À la suite de la CoFoE, l’exercice de démocratie délibérative mené à l’échelle de l’UE qui a permis aux citoyens européens de partager leurs points de vue sur l’avenir de l’Europe, la Commission européenne a mis en place des panels de citoyens auxquels elle a demandé de délibérer sur les législations à venir.
Les panels sont composés d’environ 150 participants sélectionnés au hasard dans les 27 États membres du bloc et invités à débattre de la question des déchets alimentaires, des mondes virtuels et de la mobilité.
Le premier panel a fourni 23 recommandations pour réduire les déchets alimentaires, et le deuxième et le troisième sont en cours et devraient se terminer à la fin du mois d’avril.
« Nous prenons leurs idées en considération lors de la rédaction de nos documents politiques », a confié la commissaire européenne à la Démocratie, Dubravka Šuica, à EURACTIV lors d’un entretien, ajoutant que l’idée est de « faire sentir aux citoyens qu’ils peuvent influencer l’élaboration des politiques européennes ».
« Je pense que nous y sommes parvenus », a-t-elle ajouté.
Toutefois, les experts et les organisations de la société civile ont émis des réserves quant au succès et à l’impact de ce modèle délibératif récemment introduit.

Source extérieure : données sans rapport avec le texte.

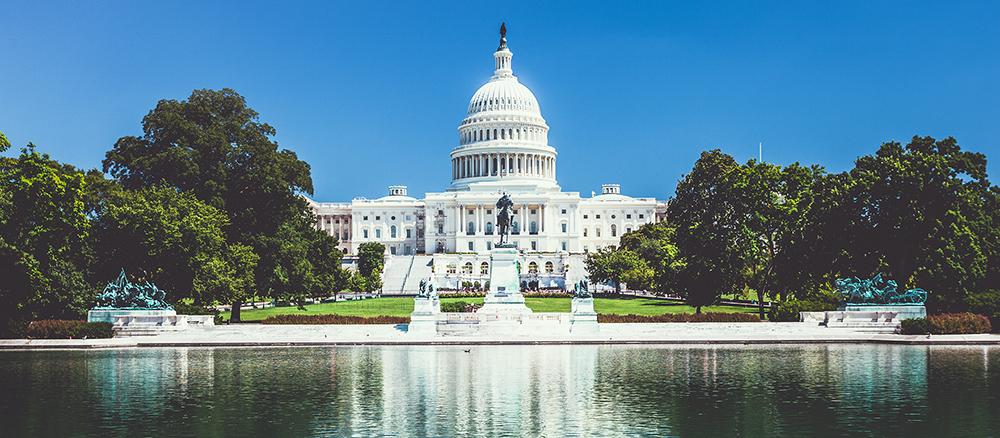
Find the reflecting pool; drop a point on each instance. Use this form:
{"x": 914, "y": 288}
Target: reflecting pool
{"x": 549, "y": 390}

Selon Perle Petit, analyste au Centre de politique européenne (EPC), les panels de citoyens de l’UE sont « un signe clair que la participation des citoyens est — sous une forme ou une autre — là pour rester dans la structure de prise de décision de l’UE ».
Cependant, il reste à voir « si leur objectif est d’améliorer la prise de décision démocratique dans l’UE ou les relations entre les institutions et les citoyens », a-t-elle noté.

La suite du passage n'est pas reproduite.